Sanctionné par un vote unanime de la députation unioniste, Paul Sauvé succède le 11 septembre 1959 au premier ministre Duplessis décédé subitement. Le gouvernement Sauvé dépose lors de l'ouverture de la nouvelle session une série de 27 projets de loi. Lors de la présentation à la presse de son cabinet, il marque, d'entrée de jeu, le coup d'envoi en lançant sa légendaire formule leitmotiv « désormais », visant à donner le ton d'un tout nouveau style de gouvernance axé sur les réformes à venir.
Paul Sauvé veut bien faire comprendre à ses concitoyens que le Québec se situe à un point tournant de son évolution. La Belle province se trouve en fait à la croisé des chemins vers une ère de modernisation de ses institutions et de son administration. Les historiens qualifieront plus tard de « Révolution des 100 jours » ce trop bref passage à la tête de l'État. Certains même y verront une forme de prélude au grand remue-ménage de la Révolution tranquille des années 1960. Son action s'inspire effectivement de l'«idéologie du rattrapage» qui pavera la voie à l'ère des réformes de la Révolution tranquille. Paul Sauvé, le plus progressiste des conservateurs, semble s'être donné pour objectif de faire entrer le Québec de plein pied dans l'ère de la modernité.
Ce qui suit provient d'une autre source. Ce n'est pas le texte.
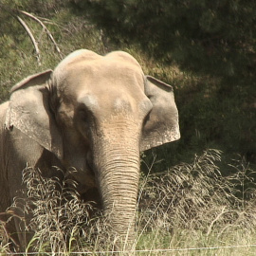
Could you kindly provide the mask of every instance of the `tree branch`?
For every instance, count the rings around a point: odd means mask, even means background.
[[[56,43],[56,41],[54,40],[52,34],[50,33],[49,29],[46,27],[46,25],[41,21],[39,20],[37,17],[33,16],[32,14],[25,11],[25,10],[19,10],[21,13],[23,13],[24,15],[27,15],[27,17],[35,20],[36,22],[38,22],[42,27],[44,28],[44,30],[47,33],[48,37],[50,38],[50,40],[52,41],[53,45],[55,46],[55,48],[56,50],[58,51],[58,53],[60,54],[61,58],[63,58],[63,55],[62,55],[62,52]]]
[[[23,27],[26,29],[26,31],[28,34],[30,40],[32,41],[32,44],[33,44],[35,51],[36,51],[36,58],[37,58],[38,64],[41,65],[40,50],[39,50],[38,44],[37,44],[31,30],[29,29],[29,27],[27,26],[27,24],[25,23],[25,21],[22,18],[17,16],[17,19],[20,22],[20,24],[23,26]]]

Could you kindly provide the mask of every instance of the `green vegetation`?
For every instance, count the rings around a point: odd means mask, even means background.
[[[20,80],[54,68],[75,49],[89,48],[100,54],[128,51],[146,74],[174,87],[182,136],[179,141],[142,155],[137,247],[249,245],[256,238],[255,9],[256,3],[247,0],[2,0],[0,101],[9,98],[9,88]],[[208,148],[221,150],[222,160],[219,151],[205,151]],[[191,162],[194,154],[200,156],[192,164],[179,164]],[[233,158],[237,161],[232,162]],[[51,182],[57,180],[45,185]],[[66,213],[79,214],[79,206],[86,219],[90,207],[81,205],[75,191],[69,196],[74,205],[66,201]],[[45,251],[58,247],[67,254],[101,249],[97,230],[88,225],[87,229],[80,229],[84,219],[78,223],[59,219],[58,229],[68,236],[50,233],[56,230],[50,229],[50,210],[46,210],[49,211],[38,214],[49,222],[48,229],[31,224],[38,228],[32,246]],[[95,229],[101,229],[101,220],[91,221]],[[80,232],[86,232],[85,240],[75,242]],[[0,241],[1,235],[4,230]],[[45,243],[49,235],[56,239],[52,248]],[[0,253],[6,249],[2,245]],[[174,255],[233,255],[234,251],[254,255],[255,250],[223,247]]]
[[[137,255],[172,252],[157,249],[173,249],[174,255],[233,255],[234,251],[235,255],[253,255],[255,248],[247,246],[256,237],[256,185],[246,188],[252,170],[240,159],[232,165],[236,172],[223,176],[216,165],[219,161],[221,152],[209,150],[195,155],[192,163],[176,165],[163,174],[155,174],[152,163],[148,174],[140,179]],[[34,216],[27,229],[35,231],[27,249],[33,247],[42,252],[40,255],[106,249],[109,237],[103,217],[92,213],[93,204],[80,200],[76,184],[67,175],[61,183],[58,178],[43,178],[38,170],[27,168],[24,182],[28,195],[24,211]],[[14,209],[19,200],[16,198]],[[109,245],[107,249],[112,251],[113,244]],[[8,247],[2,246],[7,252]]]

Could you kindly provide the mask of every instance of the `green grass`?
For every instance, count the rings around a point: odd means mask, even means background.
[[[140,180],[136,255],[255,254],[256,247],[250,247],[256,239],[255,189],[240,186],[251,181],[253,172],[239,161],[232,165],[234,174],[223,176],[220,161],[221,152],[208,150],[192,163],[162,174],[154,174],[154,163],[150,165]],[[90,217],[93,205],[80,200],[68,175],[61,182],[27,168],[24,182],[27,187],[25,210],[34,215],[27,228],[35,231],[27,249],[33,247],[39,255],[113,250],[104,218],[99,211]],[[5,251],[9,249],[3,241],[1,256]]]

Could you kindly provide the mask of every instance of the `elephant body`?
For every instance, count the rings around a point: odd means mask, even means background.
[[[22,171],[66,172],[84,200],[100,201],[113,233],[133,239],[139,153],[179,138],[172,86],[145,76],[128,53],[77,50],[26,78],[0,106],[0,212],[20,195]],[[25,248],[22,226],[8,223]]]

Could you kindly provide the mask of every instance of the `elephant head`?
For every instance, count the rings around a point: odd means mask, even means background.
[[[12,88],[6,126],[15,126],[98,188],[113,232],[133,236],[139,152],[179,138],[172,86],[145,76],[128,53],[77,50],[54,71]]]

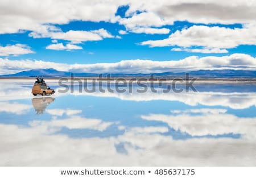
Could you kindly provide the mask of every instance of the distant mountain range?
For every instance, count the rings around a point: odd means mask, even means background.
[[[199,78],[256,78],[256,71],[245,70],[200,70],[197,71],[187,72],[191,77]],[[48,77],[69,77],[69,72],[59,71],[54,69],[32,69],[27,71],[22,71],[15,74],[0,76],[1,77],[36,77],[43,76]],[[73,73],[75,77],[98,77],[98,73]],[[106,76],[108,73],[103,73],[103,76]],[[163,72],[155,73],[155,76],[157,77],[184,77],[185,72],[174,73]],[[111,73],[112,77],[148,77],[150,73]]]

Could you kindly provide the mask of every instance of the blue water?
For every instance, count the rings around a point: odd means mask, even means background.
[[[256,165],[254,84],[61,93],[51,81],[55,94],[34,97],[32,84],[0,80],[0,165]]]

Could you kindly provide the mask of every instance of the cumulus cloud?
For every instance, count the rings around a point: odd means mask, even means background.
[[[126,35],[126,34],[128,34],[127,32],[126,31],[125,31],[125,30],[119,30],[119,31],[118,31],[118,33],[119,33],[120,35]]]
[[[63,45],[62,43],[52,44],[46,47],[47,49],[53,50],[72,50],[72,49],[82,49],[82,48],[80,46],[67,44],[65,46]]]
[[[77,114],[80,114],[82,113],[82,110],[73,110],[69,109],[47,109],[46,112],[53,115],[62,116],[64,114],[67,114],[67,115],[72,115]]]
[[[200,52],[204,53],[228,53],[226,49],[220,48],[173,48],[171,49],[172,51],[186,51],[189,52]]]
[[[211,109],[181,111],[176,115],[151,114],[142,115],[144,119],[167,123],[175,130],[192,136],[241,134],[244,138],[255,138],[256,117],[241,118],[225,111]],[[220,111],[220,112],[218,112]],[[197,113],[195,115],[195,113]]]
[[[168,38],[143,42],[141,44],[148,45],[150,47],[175,45],[183,47],[204,47],[209,49],[201,50],[201,52],[209,52],[212,50],[212,52],[223,52],[226,51],[220,51],[219,48],[232,48],[242,44],[256,45],[256,35],[253,32],[255,29],[251,27],[232,29],[219,27],[193,26],[187,29],[176,31],[171,34]],[[190,51],[200,51],[199,49]]]
[[[35,53],[35,52],[31,51],[30,47],[26,44],[16,44],[5,47],[0,45],[0,56],[18,56],[33,53]]]
[[[89,73],[160,73],[184,72],[200,69],[242,69],[254,71],[256,59],[250,55],[234,53],[222,57],[190,56],[180,60],[122,60],[115,63],[68,64],[42,60],[10,60],[0,58],[0,74],[10,74],[36,68],[53,68],[61,71]]]
[[[29,105],[18,102],[0,102],[0,112],[22,114],[29,111],[31,108],[32,106]]]
[[[114,22],[122,1],[24,1],[21,7],[18,1],[1,1],[0,34],[15,33],[20,30],[36,31],[42,24],[65,24],[74,20]]]
[[[166,28],[144,28],[138,27],[130,30],[132,32],[136,34],[168,34],[170,30]]]
[[[69,129],[89,129],[103,131],[112,124],[112,122],[105,122],[101,119],[84,118],[76,115],[73,115],[70,118],[50,121],[35,120],[30,123],[32,127],[46,128],[51,132],[60,130],[63,127]]]
[[[53,125],[56,125],[54,123]],[[57,125],[59,125],[58,123]],[[62,124],[61,124],[62,125]],[[255,166],[255,139],[174,139],[160,127],[131,129],[114,137],[73,138],[44,127],[0,124],[4,166]],[[159,130],[159,131],[158,131]],[[139,131],[139,132],[138,131]],[[164,130],[163,131],[164,131]],[[11,140],[11,142],[10,142]],[[38,142],[40,140],[40,142]],[[116,146],[122,144],[127,154]],[[108,154],[102,150],[108,150]],[[193,154],[191,154],[193,153]],[[125,162],[123,162],[125,160]],[[154,161],[148,161],[154,160]],[[171,160],[170,162],[170,160]]]
[[[46,31],[34,31],[31,32],[29,36],[34,38],[51,38],[55,40],[64,40],[70,41],[72,43],[81,43],[82,42],[87,41],[98,41],[102,40],[103,38],[114,38],[114,36],[104,28],[89,31],[69,30],[65,32],[62,32],[61,30],[51,31],[47,30]]]

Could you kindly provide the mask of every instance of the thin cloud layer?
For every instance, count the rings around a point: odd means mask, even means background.
[[[172,115],[151,114],[142,115],[144,119],[167,123],[175,130],[195,136],[218,135],[228,134],[240,134],[243,138],[255,138],[256,117],[241,118],[228,114],[223,110],[209,109],[205,112],[197,110],[181,111]],[[195,115],[195,113],[197,114]]]
[[[5,47],[0,45],[0,56],[18,56],[33,53],[35,53],[35,52],[31,51],[30,47],[26,44],[16,44]]]
[[[150,47],[180,46],[185,48],[191,47],[203,47],[208,49],[183,49],[180,51],[203,53],[227,52],[225,49],[214,49],[233,48],[240,45],[256,45],[256,35],[254,32],[256,28],[249,26],[242,28],[228,28],[219,27],[205,26],[193,26],[187,29],[176,31],[163,40],[143,42],[141,45]],[[177,51],[174,48],[173,51]],[[200,51],[201,50],[201,51]],[[225,51],[223,51],[225,50]]]
[[[250,55],[235,53],[222,57],[208,56],[199,58],[190,56],[174,61],[149,60],[123,60],[115,63],[68,64],[42,60],[10,60],[0,58],[0,74],[10,74],[36,68],[54,68],[61,71],[88,73],[160,73],[184,72],[200,69],[255,70],[256,59]]]

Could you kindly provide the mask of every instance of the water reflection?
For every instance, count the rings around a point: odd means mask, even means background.
[[[43,114],[47,106],[54,102],[55,100],[55,98],[51,97],[36,97],[31,100],[32,105],[37,114]]]
[[[55,100],[12,85],[0,96],[0,165],[256,165],[256,93],[241,86]]]

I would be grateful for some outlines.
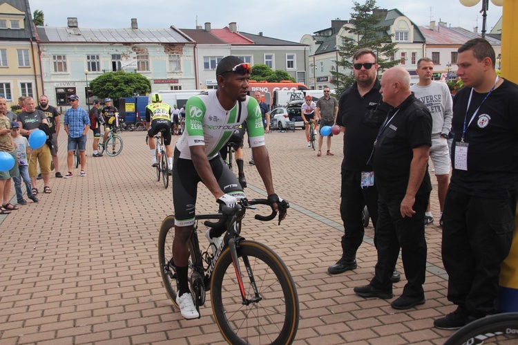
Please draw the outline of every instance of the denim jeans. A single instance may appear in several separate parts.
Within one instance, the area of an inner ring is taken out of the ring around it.
[[[16,198],[18,200],[23,198],[23,193],[21,192],[21,179],[23,179],[25,183],[25,187],[27,189],[27,196],[32,197],[32,184],[30,183],[30,178],[29,177],[29,167],[28,165],[19,165],[18,169],[20,171],[20,176],[18,177],[13,177],[12,180],[15,181],[15,190],[16,191]]]

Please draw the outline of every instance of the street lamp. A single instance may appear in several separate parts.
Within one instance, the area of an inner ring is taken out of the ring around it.
[[[84,70],[84,77],[86,78],[86,104],[88,106],[88,113],[90,113],[90,92],[88,92],[88,70]]]
[[[459,0],[460,3],[466,6],[474,6],[480,2],[480,0]],[[503,4],[503,0],[491,0],[494,5],[501,6]],[[482,13],[482,37],[486,37],[486,19],[488,17],[487,11],[489,10],[489,0],[482,0],[482,9],[480,13]]]

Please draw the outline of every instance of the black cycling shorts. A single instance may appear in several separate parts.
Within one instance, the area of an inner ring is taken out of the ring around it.
[[[148,136],[153,138],[163,129],[164,133],[162,135],[164,136],[164,144],[166,145],[171,144],[171,121],[165,119],[156,119],[151,121],[151,125],[149,126],[148,129]]]
[[[173,204],[175,207],[175,225],[189,226],[194,224],[198,185],[202,179],[191,160],[179,157],[180,151],[175,148],[173,160]],[[224,193],[238,198],[244,197],[243,189],[238,182],[236,174],[229,169],[219,155],[209,160],[209,163],[218,184]]]

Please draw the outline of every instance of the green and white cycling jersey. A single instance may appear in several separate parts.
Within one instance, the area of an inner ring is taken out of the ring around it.
[[[265,144],[261,110],[253,97],[247,96],[244,102],[237,102],[227,111],[220,104],[215,90],[211,90],[189,98],[185,107],[185,131],[176,144],[180,158],[191,159],[189,147],[197,145],[205,147],[209,159],[215,157],[245,120],[250,146]]]

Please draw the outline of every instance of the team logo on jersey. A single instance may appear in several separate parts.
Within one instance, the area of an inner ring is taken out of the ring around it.
[[[201,118],[203,115],[203,111],[195,106],[191,106],[189,110],[189,114],[191,118]]]
[[[477,124],[480,128],[486,128],[489,124],[489,120],[491,120],[491,117],[488,114],[481,114],[479,116],[479,120],[477,121]]]

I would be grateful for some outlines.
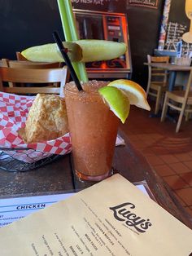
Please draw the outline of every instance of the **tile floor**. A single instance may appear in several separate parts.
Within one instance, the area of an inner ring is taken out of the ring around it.
[[[176,134],[176,123],[132,107],[121,128],[192,215],[192,119]]]

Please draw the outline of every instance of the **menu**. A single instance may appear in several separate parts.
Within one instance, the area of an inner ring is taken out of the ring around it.
[[[0,229],[1,256],[188,256],[191,241],[119,174]]]

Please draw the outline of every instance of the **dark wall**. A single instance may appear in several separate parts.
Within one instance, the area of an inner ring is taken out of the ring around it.
[[[127,13],[133,80],[144,88],[147,69],[143,62],[157,47],[163,2],[152,9],[130,7],[128,0],[72,0],[75,8]],[[15,60],[15,51],[53,42],[55,30],[63,36],[56,0],[0,0],[0,58]]]
[[[153,55],[157,48],[163,12],[163,1],[158,9],[129,7],[127,10],[133,61],[132,79],[146,87],[148,71],[143,65],[147,54]]]

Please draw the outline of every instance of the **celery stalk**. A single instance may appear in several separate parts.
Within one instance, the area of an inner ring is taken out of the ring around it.
[[[71,1],[57,0],[57,2],[65,40],[67,42],[78,40],[78,33]],[[88,77],[85,64],[82,62],[72,62],[72,64],[79,80],[84,82],[87,82]]]

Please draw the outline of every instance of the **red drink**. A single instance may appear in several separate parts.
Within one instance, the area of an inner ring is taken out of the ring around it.
[[[64,89],[74,167],[81,179],[101,180],[110,174],[119,118],[104,104],[98,90],[104,82],[73,82]]]

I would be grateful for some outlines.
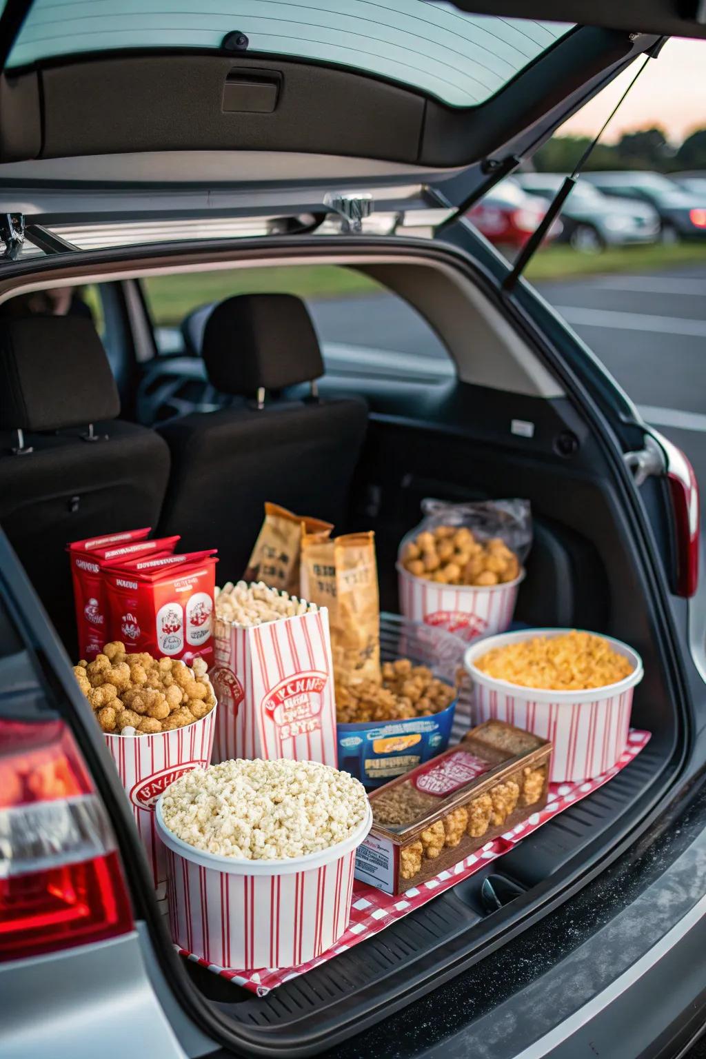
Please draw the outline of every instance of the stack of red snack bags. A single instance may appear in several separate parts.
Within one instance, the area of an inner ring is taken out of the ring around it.
[[[82,658],[111,640],[192,662],[213,656],[216,549],[175,554],[179,537],[131,530],[69,544]]]

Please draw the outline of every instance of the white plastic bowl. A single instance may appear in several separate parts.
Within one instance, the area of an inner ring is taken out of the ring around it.
[[[350,918],[356,849],[365,819],[344,842],[305,857],[238,860],[195,849],[164,823],[169,925],[177,945],[237,970],[296,967],[338,941]]]
[[[505,632],[484,638],[469,647],[464,656],[464,665],[473,681],[476,722],[491,719],[508,721],[543,739],[550,739],[554,746],[551,783],[593,779],[618,762],[628,742],[633,690],[644,676],[639,654],[619,640],[594,633],[627,658],[633,670],[615,684],[585,692],[523,687],[489,677],[477,669],[474,662],[495,647],[540,636],[560,636],[572,631],[521,629]]]
[[[469,643],[509,627],[525,572],[501,585],[439,585],[411,574],[400,561],[397,575],[400,611],[405,617],[446,629]]]

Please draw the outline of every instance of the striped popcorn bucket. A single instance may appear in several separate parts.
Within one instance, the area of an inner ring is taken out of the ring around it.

Au nombre des mesures mises de l'avant au cours de ses 112 jours de règne, signalons le coup de barre donné dans le dossier des relations avec le monde des médias, le règlement si longtemps espéré de la question des subsides fédéraux aux universités, la reconnaissance du droit d'association et l'ouverture aux mouvements de syndicalisation, le renforcement des acquis de la Fonction publique, instrument indépendant de l'appareil de l'État. Paul Sauvé crée également un poste de chef de l'information afin de mieux faire valoir auprès la population le bien-fondé des nouvelles orientations de son gouvernement.
Il sait déléguer et faire confiance à son cabinet. Ses ministres auxquels il laisse plus de latitude conservent la responsabilité de leurs décisions. Il relance les discussions sur la frontière du Labrador, déclare l'urgence de réévaluer le système d'éducation. Nous le voyons prendre part aux négociations fédérales-provinciales sur le partage des impôts et la fiscalité. Sur le plan des infrastructures, il inaugure l'autoroute des Laurentides et annonce la construction de trois centrales hydroélectriques sur la rivière Manicouagan.
Son décès subit le 2 janvier 1960 déconcerte les milieux politiques, attristés devant la disparition d'une des plus brillantes figures de sa génération. Selon Georges-Émile Lapalme, sans ce départ prématuré, Paul Sauvé aurait sans doute eu la volonté et l'intelligence politique de procéder à la plupart des grandes réformes qui transformeront bientôt de fond en comble notre paysage socioculturel québécois au cours de la Révolution tranquille.
Des obsèques nationales sont célébrées le 5 janvier dans sa ville d'origine et la dépouille est exposée en chapelle ardente dans la résidence familiale, rue Chénier, où ses concitoyens viennent en grand nombre lui rendre un dernier hommage. Les représentants de la classe politique sans distinction d'allégeance assisteront aux funérailles. Antonio Barrette, ministre du Travail dans les cabinets Duplessis et Sauvé, lui succède brièvement le 8 janvier comme premier ministre avant d'être remplacé par Jean Lesage et son équipe portés au pouvoir dès juin 1960.